Tuesday, September 7, 2010

Your car wears out on purpose

Toward the end of the 1920s new car sales were slowing. In fact, used car sales exceeded new car sales. Cars were made so well (and their styles didn't change much), so people just kept their cars that were still working fine. Cars never really wore out, but instead stayed in "circulation" being passing from diver to driver.

Along came the assembly line and the increased ability of building cars in a more uniform way. To make a long story short, automakers (most-notably Ford and GM) decided they would design their vehicles to "wear-out." This idea is called "planned obsolescence" or "designed deterioration."

Planned obsolescence takes two forms. The first is that products physically wear out and break down. In this way, companies can "force" consumers to buy new products (because the old model broke) so that we keep giving them our money.

Re-visiting the movie Objectified, one of the designers talked about a leather briefcase he had inherited from his father that improved with use. And while he was reminiscing, he gave us a glimpse into the fact that this is rare:
Sometimes I get that task, which is, 'design something that gets better with use.' Right, there's very few things if you think about it, they mostly degrade, but, um, some things like this briefcase gets [sic] better with use. 
It's sad that the idea of creating a product that gets better with use is novel. It's pretty clear that companies design products that purposely degrade.

I first encountered this concept in my sophomore U.S. History class at the Framingham State College. We talked for quite some time about how Henry Ford stopped designing cars well and began to design cars that would quit working in a decade or two.

But Planned Obsolescence has another, more overt form (if you've been reading the links you've probably already picked up on it). See, car companies introduce a "new" car every year (do you have a 2010 Prius or the 2011 model?). They don't do this because they've made some technological break-through (in fact substantive changes come far less often), rather, they do it because they've found consumers are more likely to buy a new car if a "new" model comes out.

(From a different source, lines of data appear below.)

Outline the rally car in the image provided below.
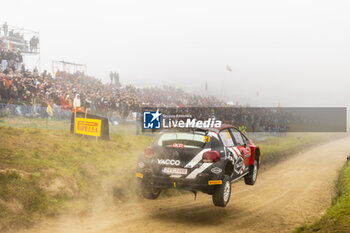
[136,125,260,207]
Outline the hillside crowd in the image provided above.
[0,62,225,117]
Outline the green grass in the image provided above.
[0,127,152,232]
[294,161,350,233]
[254,133,336,162]
[0,125,344,232]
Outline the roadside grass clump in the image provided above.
[294,161,350,233]
[0,127,152,232]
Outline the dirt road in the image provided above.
[26,138,350,233]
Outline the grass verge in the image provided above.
[294,161,350,233]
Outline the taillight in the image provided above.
[144,146,153,158]
[202,151,220,163]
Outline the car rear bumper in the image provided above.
[136,170,222,194]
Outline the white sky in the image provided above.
[0,0,350,106]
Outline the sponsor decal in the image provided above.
[162,167,187,175]
[233,156,244,174]
[157,159,180,166]
[210,167,222,174]
[75,118,101,137]
[171,143,185,148]
[208,180,222,185]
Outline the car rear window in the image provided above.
[156,132,206,148]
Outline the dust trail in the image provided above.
[21,138,350,233]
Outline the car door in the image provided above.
[230,128,250,167]
[219,128,245,178]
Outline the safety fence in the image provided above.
[0,103,141,134]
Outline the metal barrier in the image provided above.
[0,103,141,135]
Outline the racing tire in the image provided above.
[141,183,161,200]
[244,159,259,185]
[212,175,231,207]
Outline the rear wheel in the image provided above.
[244,159,259,185]
[141,182,161,200]
[212,175,231,207]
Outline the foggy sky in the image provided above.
[0,0,350,106]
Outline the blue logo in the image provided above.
[143,109,162,129]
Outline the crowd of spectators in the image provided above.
[0,61,225,118]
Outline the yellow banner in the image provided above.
[75,118,101,137]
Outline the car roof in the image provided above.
[161,124,237,133]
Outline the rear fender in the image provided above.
[249,146,260,165]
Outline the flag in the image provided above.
[46,104,53,117]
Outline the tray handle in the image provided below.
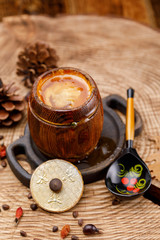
[6,136,42,187]
[103,94,143,136]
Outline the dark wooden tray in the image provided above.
[7,95,142,186]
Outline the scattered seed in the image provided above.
[78,218,83,227]
[112,198,121,205]
[15,207,23,225]
[61,225,70,239]
[0,135,4,140]
[72,211,78,218]
[2,204,10,211]
[1,160,7,168]
[30,203,38,211]
[27,192,32,199]
[49,178,62,192]
[52,226,58,232]
[71,235,79,240]
[20,230,27,237]
[0,144,6,159]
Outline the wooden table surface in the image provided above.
[0,16,160,240]
[0,0,160,28]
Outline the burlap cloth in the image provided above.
[0,16,160,240]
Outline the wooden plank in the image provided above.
[0,16,160,240]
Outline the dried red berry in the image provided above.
[1,160,7,168]
[121,178,129,185]
[78,218,83,227]
[20,230,27,237]
[133,188,140,193]
[15,207,23,224]
[127,185,134,192]
[72,211,78,218]
[0,145,6,158]
[61,225,70,239]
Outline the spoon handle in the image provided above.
[126,88,134,148]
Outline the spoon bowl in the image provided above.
[106,149,151,199]
[105,88,151,199]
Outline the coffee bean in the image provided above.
[30,203,38,211]
[49,178,62,192]
[52,226,58,232]
[78,218,83,226]
[20,230,27,237]
[2,204,10,211]
[71,235,79,240]
[1,160,7,168]
[72,211,78,218]
[27,192,32,199]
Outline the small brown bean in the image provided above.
[20,230,27,237]
[72,211,78,218]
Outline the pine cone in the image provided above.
[17,42,59,88]
[0,79,25,127]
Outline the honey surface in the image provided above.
[37,74,91,109]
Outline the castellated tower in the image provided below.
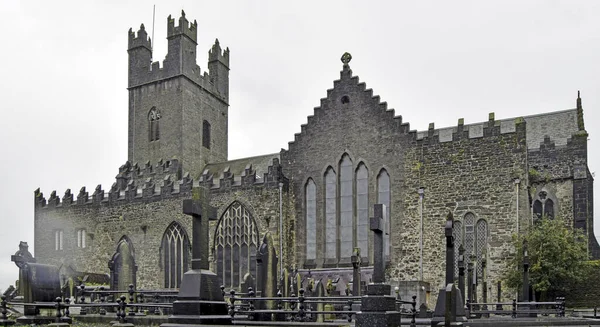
[127,11,229,178]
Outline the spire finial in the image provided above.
[341,52,352,66]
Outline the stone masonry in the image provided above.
[34,12,600,307]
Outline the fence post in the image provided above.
[54,297,62,324]
[248,287,256,320]
[512,299,517,318]
[348,299,354,322]
[120,295,127,324]
[79,283,87,316]
[127,284,135,316]
[229,290,235,320]
[98,286,106,316]
[410,295,417,327]
[298,288,305,321]
[154,294,160,316]
[65,298,71,318]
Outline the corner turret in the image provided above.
[127,24,152,84]
[164,10,200,76]
[208,39,229,101]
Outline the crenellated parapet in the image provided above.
[34,159,194,209]
[199,154,288,192]
[167,10,198,42]
[127,24,152,51]
[128,11,229,103]
[410,112,527,145]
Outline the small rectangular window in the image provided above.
[54,229,63,251]
[77,229,86,249]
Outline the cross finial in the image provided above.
[341,52,352,66]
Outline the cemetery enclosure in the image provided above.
[34,10,600,307]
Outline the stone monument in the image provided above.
[356,204,401,327]
[431,212,467,326]
[163,189,231,326]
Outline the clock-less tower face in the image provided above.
[128,16,229,177]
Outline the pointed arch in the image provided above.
[148,107,161,142]
[160,221,190,288]
[532,200,543,220]
[377,168,392,260]
[324,167,337,259]
[544,199,554,219]
[356,162,369,257]
[463,212,476,266]
[452,220,464,277]
[339,153,354,259]
[108,235,137,290]
[304,178,317,261]
[213,200,258,289]
[475,219,488,280]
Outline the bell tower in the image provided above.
[127,11,229,178]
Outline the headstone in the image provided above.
[355,204,401,327]
[169,188,231,326]
[431,212,467,326]
[255,232,278,320]
[10,241,35,297]
[350,248,362,296]
[458,244,466,305]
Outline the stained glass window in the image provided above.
[161,222,190,288]
[214,201,258,289]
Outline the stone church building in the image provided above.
[35,13,600,304]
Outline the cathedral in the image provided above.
[34,12,600,305]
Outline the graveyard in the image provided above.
[7,6,600,327]
[0,199,600,327]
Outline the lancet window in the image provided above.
[161,222,190,288]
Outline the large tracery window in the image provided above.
[377,169,392,260]
[305,179,317,261]
[452,212,488,281]
[161,222,190,288]
[214,201,258,289]
[340,154,354,258]
[148,107,160,142]
[325,167,337,259]
[356,163,369,257]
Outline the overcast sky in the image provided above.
[0,0,600,289]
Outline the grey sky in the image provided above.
[0,0,600,289]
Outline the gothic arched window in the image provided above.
[356,163,369,257]
[340,154,354,258]
[325,167,337,259]
[452,220,463,277]
[305,179,317,260]
[160,222,190,288]
[202,120,210,149]
[531,189,556,222]
[475,219,488,280]
[452,212,488,280]
[377,169,391,260]
[544,199,554,219]
[214,201,258,289]
[148,107,160,142]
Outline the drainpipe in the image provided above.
[279,182,283,277]
[418,187,425,281]
[515,178,521,235]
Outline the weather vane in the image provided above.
[341,52,352,65]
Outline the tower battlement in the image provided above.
[167,10,198,42]
[128,11,229,104]
[127,24,152,51]
[208,39,229,67]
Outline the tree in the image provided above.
[504,217,588,297]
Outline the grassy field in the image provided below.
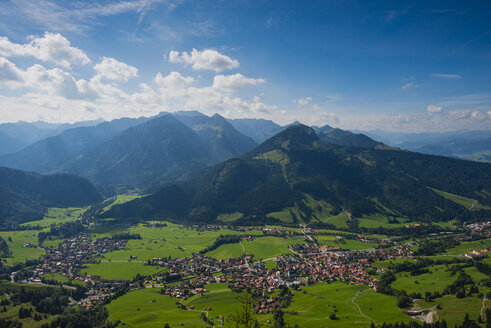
[431,188,491,211]
[391,265,457,295]
[446,238,491,255]
[317,236,377,251]
[102,195,143,212]
[0,230,45,264]
[206,244,244,260]
[357,214,415,228]
[106,288,207,328]
[206,236,304,260]
[242,236,304,260]
[217,212,244,223]
[80,262,163,280]
[23,207,87,227]
[285,282,411,328]
[321,212,349,228]
[418,295,491,327]
[91,224,262,261]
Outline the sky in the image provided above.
[0,0,491,132]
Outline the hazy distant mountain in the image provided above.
[106,125,491,222]
[173,112,257,162]
[228,118,284,143]
[0,120,101,156]
[365,131,491,162]
[315,125,385,148]
[0,118,148,173]
[0,167,101,226]
[0,112,256,188]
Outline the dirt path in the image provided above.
[239,242,251,270]
[351,289,374,322]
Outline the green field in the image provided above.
[431,188,491,211]
[446,238,491,255]
[418,295,491,327]
[391,265,457,295]
[102,195,143,212]
[321,212,349,228]
[285,282,411,328]
[217,212,244,223]
[23,207,87,227]
[206,243,244,260]
[80,262,163,280]
[0,230,45,264]
[357,214,415,228]
[106,288,207,328]
[206,236,304,260]
[317,236,377,251]
[95,224,262,261]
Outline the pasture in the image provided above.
[391,265,457,295]
[285,282,411,328]
[80,262,164,280]
[0,230,45,264]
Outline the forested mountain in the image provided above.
[365,131,491,162]
[0,112,256,188]
[316,125,385,148]
[173,112,257,162]
[0,117,148,173]
[105,125,491,222]
[0,121,100,156]
[0,167,101,226]
[228,118,284,143]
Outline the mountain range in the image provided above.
[363,131,491,162]
[104,125,491,223]
[0,167,102,228]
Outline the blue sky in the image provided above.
[0,0,491,132]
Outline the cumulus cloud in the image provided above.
[0,58,97,99]
[169,49,239,72]
[153,72,194,89]
[0,32,90,68]
[297,97,312,106]
[213,73,266,92]
[402,82,417,90]
[94,57,138,82]
[430,73,462,80]
[0,57,23,82]
[426,105,443,113]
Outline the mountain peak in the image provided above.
[251,124,319,157]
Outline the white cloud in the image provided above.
[169,49,239,72]
[94,57,138,82]
[0,32,90,68]
[0,57,23,82]
[0,0,175,32]
[213,73,266,92]
[153,72,194,89]
[430,73,462,80]
[402,82,417,90]
[426,105,443,113]
[297,97,312,106]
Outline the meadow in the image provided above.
[0,230,45,264]
[80,262,164,280]
[417,295,491,327]
[316,236,377,251]
[391,265,457,295]
[206,236,304,260]
[23,207,87,227]
[285,282,411,328]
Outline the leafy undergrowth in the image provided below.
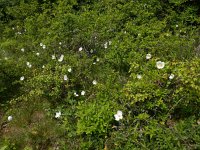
[0,0,200,150]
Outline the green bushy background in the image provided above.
[0,0,200,150]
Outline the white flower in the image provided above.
[137,74,142,79]
[156,61,165,69]
[64,75,68,81]
[74,92,79,97]
[104,42,108,48]
[92,80,97,85]
[8,116,13,121]
[114,110,123,121]
[67,67,72,72]
[42,45,46,49]
[81,91,85,95]
[169,74,174,80]
[58,55,64,62]
[51,55,56,59]
[55,111,61,118]
[146,54,151,59]
[20,76,24,81]
[78,47,83,52]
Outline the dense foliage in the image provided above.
[0,0,200,150]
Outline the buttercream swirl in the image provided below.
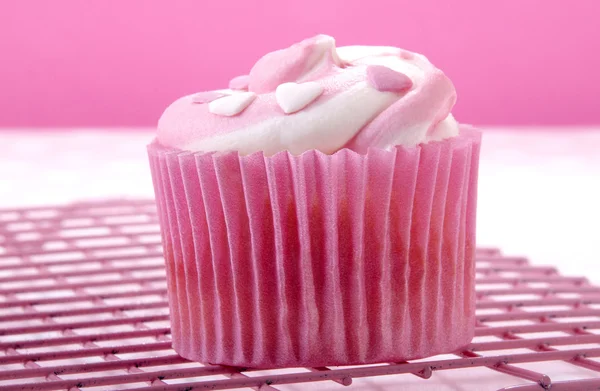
[157,35,458,155]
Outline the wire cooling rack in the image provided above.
[0,200,600,391]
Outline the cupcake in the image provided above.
[148,35,480,368]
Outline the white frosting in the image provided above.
[275,81,323,114]
[208,91,256,117]
[184,82,397,155]
[159,37,459,155]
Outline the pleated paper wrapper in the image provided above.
[148,127,480,368]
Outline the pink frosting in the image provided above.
[157,35,458,154]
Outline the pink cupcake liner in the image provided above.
[148,127,480,368]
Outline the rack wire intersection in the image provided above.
[0,200,600,391]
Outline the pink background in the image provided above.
[0,0,600,126]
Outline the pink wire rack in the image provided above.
[0,200,600,391]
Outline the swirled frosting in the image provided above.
[157,35,458,155]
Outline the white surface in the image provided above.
[0,128,600,391]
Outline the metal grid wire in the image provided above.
[0,200,600,391]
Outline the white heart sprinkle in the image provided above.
[275,81,323,114]
[208,92,256,117]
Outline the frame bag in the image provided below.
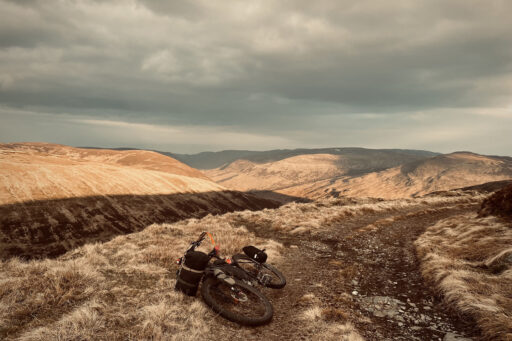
[174,251,210,296]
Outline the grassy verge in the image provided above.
[416,214,512,340]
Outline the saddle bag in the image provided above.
[242,245,267,263]
[174,251,210,296]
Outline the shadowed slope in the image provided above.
[0,191,278,258]
[0,143,277,257]
[280,152,512,199]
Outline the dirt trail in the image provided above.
[213,204,478,340]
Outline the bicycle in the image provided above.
[175,232,284,326]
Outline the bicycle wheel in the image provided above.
[201,276,274,326]
[233,253,286,289]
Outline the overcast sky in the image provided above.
[0,0,512,155]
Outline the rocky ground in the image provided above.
[208,204,480,341]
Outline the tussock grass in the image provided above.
[225,193,485,235]
[0,216,282,340]
[416,215,512,340]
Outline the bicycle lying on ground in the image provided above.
[175,232,286,326]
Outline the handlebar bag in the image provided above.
[174,251,210,296]
[242,245,267,263]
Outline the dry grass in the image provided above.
[222,194,485,234]
[416,215,512,340]
[0,212,282,340]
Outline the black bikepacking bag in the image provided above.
[242,245,267,263]
[174,251,210,296]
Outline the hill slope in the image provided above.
[0,143,276,257]
[205,152,512,199]
[166,148,438,171]
[0,193,498,341]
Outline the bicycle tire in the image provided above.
[201,276,274,326]
[233,253,286,289]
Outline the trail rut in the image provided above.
[212,204,479,340]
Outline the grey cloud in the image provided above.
[0,0,512,151]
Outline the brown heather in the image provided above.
[416,214,512,340]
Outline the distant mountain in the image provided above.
[166,148,439,169]
[0,143,277,258]
[204,149,512,198]
[280,152,512,199]
[204,148,437,191]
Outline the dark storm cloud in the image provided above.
[0,0,512,150]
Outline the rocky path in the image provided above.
[208,204,478,341]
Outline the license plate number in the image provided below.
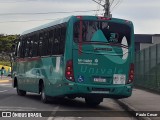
[93,78,106,83]
[113,74,126,85]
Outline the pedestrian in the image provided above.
[1,66,4,79]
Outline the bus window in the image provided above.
[74,21,131,46]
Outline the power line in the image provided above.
[0,10,99,16]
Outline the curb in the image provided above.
[115,100,152,120]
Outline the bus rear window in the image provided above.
[73,21,131,46]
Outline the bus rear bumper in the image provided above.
[66,84,132,99]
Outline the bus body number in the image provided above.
[113,74,126,85]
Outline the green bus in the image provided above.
[12,16,134,105]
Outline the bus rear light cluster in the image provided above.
[76,16,82,19]
[128,63,134,84]
[65,60,74,81]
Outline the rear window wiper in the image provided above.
[109,43,128,49]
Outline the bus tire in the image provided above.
[17,85,26,96]
[85,97,103,107]
[41,84,48,103]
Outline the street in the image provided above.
[0,83,136,120]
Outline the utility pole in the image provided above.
[104,0,111,17]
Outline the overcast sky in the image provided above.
[0,0,160,34]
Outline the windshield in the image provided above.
[74,21,131,46]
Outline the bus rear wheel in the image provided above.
[41,84,48,103]
[17,86,26,96]
[85,97,103,107]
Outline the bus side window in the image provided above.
[29,36,34,57]
[60,26,66,54]
[38,33,43,56]
[32,34,38,57]
[25,37,31,57]
[43,31,49,56]
[53,28,59,55]
[20,37,26,58]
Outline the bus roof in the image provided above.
[21,15,131,35]
[21,16,72,35]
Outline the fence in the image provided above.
[135,44,160,92]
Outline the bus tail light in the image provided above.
[65,60,74,81]
[128,63,134,84]
[76,16,83,19]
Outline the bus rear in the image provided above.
[65,16,134,104]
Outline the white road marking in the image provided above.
[0,90,8,93]
[47,106,59,120]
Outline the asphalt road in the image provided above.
[0,83,136,120]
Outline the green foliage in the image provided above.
[0,61,11,66]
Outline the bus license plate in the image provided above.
[93,78,106,83]
[113,74,126,85]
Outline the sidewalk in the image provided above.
[117,89,160,120]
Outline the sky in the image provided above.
[0,0,160,34]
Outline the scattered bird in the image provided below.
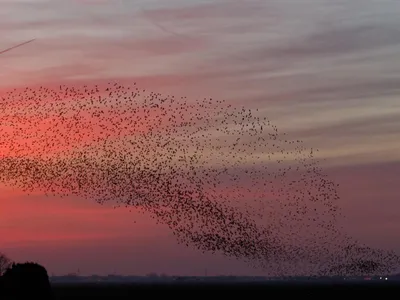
[0,82,400,275]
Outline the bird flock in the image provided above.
[0,82,400,276]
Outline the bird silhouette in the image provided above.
[0,82,400,275]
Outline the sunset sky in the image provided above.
[0,0,400,275]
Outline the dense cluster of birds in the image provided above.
[0,82,400,275]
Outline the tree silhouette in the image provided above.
[2,262,52,299]
[0,252,12,276]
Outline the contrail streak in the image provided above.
[0,39,35,54]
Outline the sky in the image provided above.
[0,0,400,275]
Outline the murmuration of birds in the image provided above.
[0,82,400,276]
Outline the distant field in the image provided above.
[52,282,400,300]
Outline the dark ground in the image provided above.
[52,282,400,300]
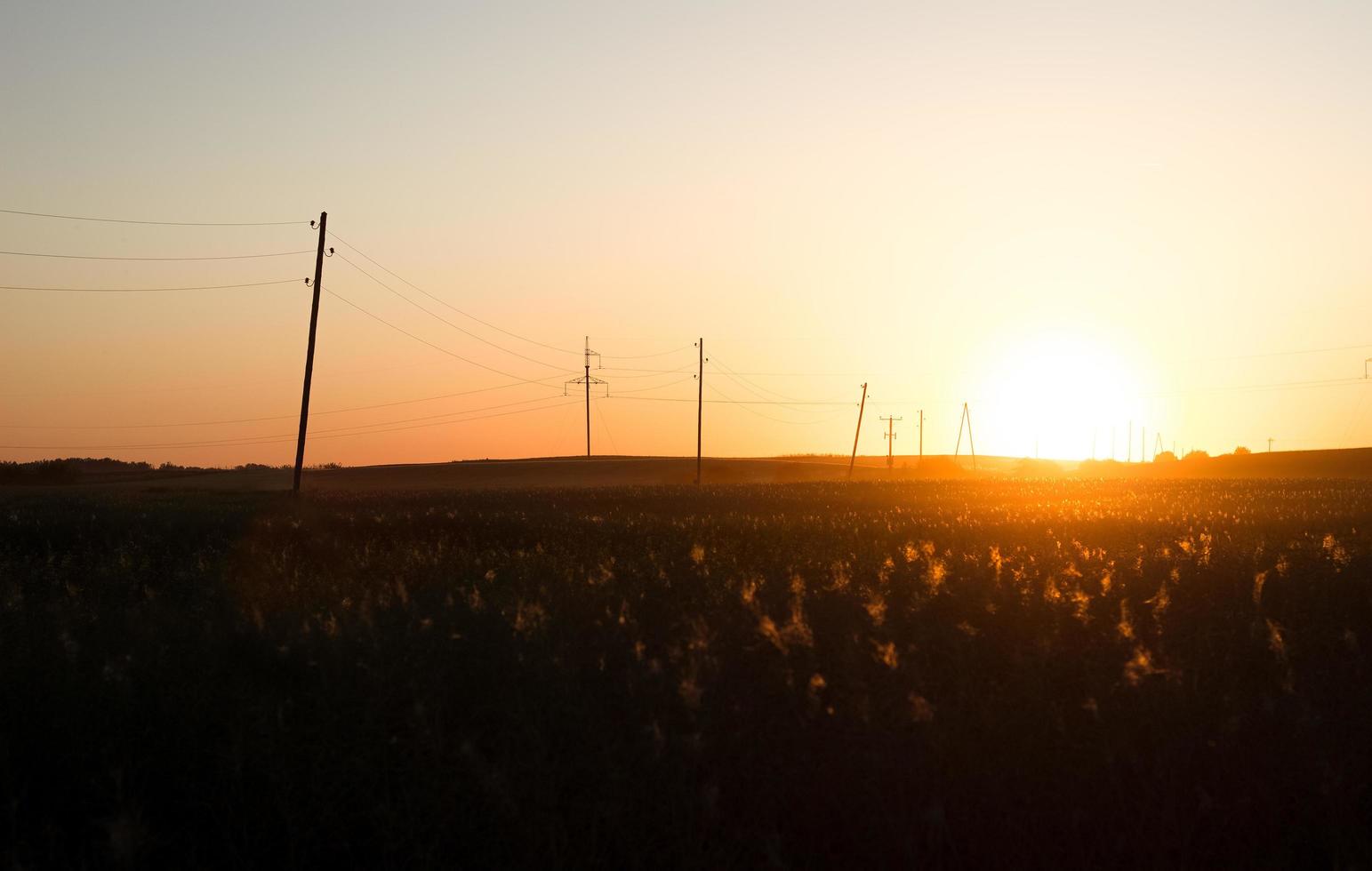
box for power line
[1192,341,1372,362]
[0,381,567,432]
[339,254,563,369]
[0,209,309,227]
[608,388,852,407]
[0,401,578,450]
[329,230,582,356]
[605,344,695,359]
[697,384,851,427]
[0,250,314,260]
[324,288,576,387]
[708,359,845,404]
[0,278,301,293]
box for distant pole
[952,402,977,472]
[563,336,609,459]
[877,417,904,469]
[848,381,867,480]
[962,402,977,472]
[695,336,705,485]
[586,344,591,459]
[291,212,332,495]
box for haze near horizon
[0,3,1372,465]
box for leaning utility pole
[563,336,609,459]
[695,336,705,485]
[848,381,867,480]
[952,402,977,472]
[291,212,333,495]
[877,416,905,469]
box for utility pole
[291,212,333,495]
[563,336,609,459]
[952,402,977,472]
[877,417,905,469]
[695,336,705,487]
[848,381,867,480]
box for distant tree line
[0,457,343,485]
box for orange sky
[0,3,1372,465]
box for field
[0,479,1372,868]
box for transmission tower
[563,336,609,459]
[877,417,905,469]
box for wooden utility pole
[848,381,867,480]
[877,417,904,469]
[952,402,977,472]
[563,336,609,459]
[291,212,333,495]
[695,336,705,485]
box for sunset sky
[0,0,1372,465]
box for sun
[977,329,1140,459]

Think about computers. I do basically the same thing on this computer that I did on my computer five years ago. But, because new operating systems come along and require better computers, most of us find ourselves upgrading to the newer "better" models.

This is a system designed to keep us buying "new" products even though we often don't need whatever is being called "new."

Another interviewee from Objectified had this to say:
If I had a billion dollars to fund a marketing campaign, I would launch a campaign on behalf of things you already own: 'Why not enjoy them today?'
Though companies benefit financially from planned obsolescence, our planet does not. All of the things we junk, have to go somewhere (usually landfills) and we just keep on creating more.

I'd like us to be more materialistic. Not in wild acquisition of consumer goods, but rather in cherishing the things we own and preserving them so that we get a lifetime of use out of the things we buy. Let us shift away from acquisition and towards preservation.

10 comments:

  1. Your youth is showing. Cars today last several times longer than the ones on sale when I first learned to drive. Of course, this comes at a price: new cars are more expensive and harder to repair when they do need to be repaired.

    Wear happens. A metal machine that sits out in the elements, has moving parts and high temperature differences is going to wear out. You can forstall the process by using less biodegradeable materials, but is this necessarily a good thing?

    Planned obsolescence is natural. Trees shed leaves every year. Is is better to make expensive cars that last longer or cheap cars that recycle easily?

    I don't know the answer offhand. I merely state that the latter option is not a priori evil.

    And if a car is going to wear out, it makes sense to try to design the car so that most of the expensive parts wear out at the same time. An engine that lasts longer than the body or a body that lasts longer than the engine is wasteful -- unless you make it easy to move engines between bodies.

    When we move to lightweight materials the equation becomes even more interesting. Aluminum fatigues worse than steel. And how do you repair a carbon fiber unibody?

    ReplyDelete
  2. Carl,

    Frankly I'm flattered that you posted here. I refer to Holistic Politics frequently. I'm quite interested in why you chose to respond to this post. Of course I'll probably never know since I'm commenting back about four months after you posted here.

    Anyway, here's a response to what you said.

    @"Your youth is showing. Cars today last several times longer than the ones on sale when I first learned to drive."

    Unless you learned to drive during the first third of the twentieth century this isn't really a point against what I'm saying here. No doubt quality has fluctuated in the latter half of the last century (and now), the point is there was a major shift in the way cars were manufactured early in the twentieth century.

    However, you do raise an intriguing question (actually several): "Is is better to make expensive cars that last longer or cheap cars that recycle easily?"

    I'm not sure of the answer either, but modern car makers are NOT making cars that "recycle easily." If their motives were what you allude to throughout your comment, they might, but this is not the case.

    However, rest assured that your points about what planned obsolescence COULD be are very much appreciated.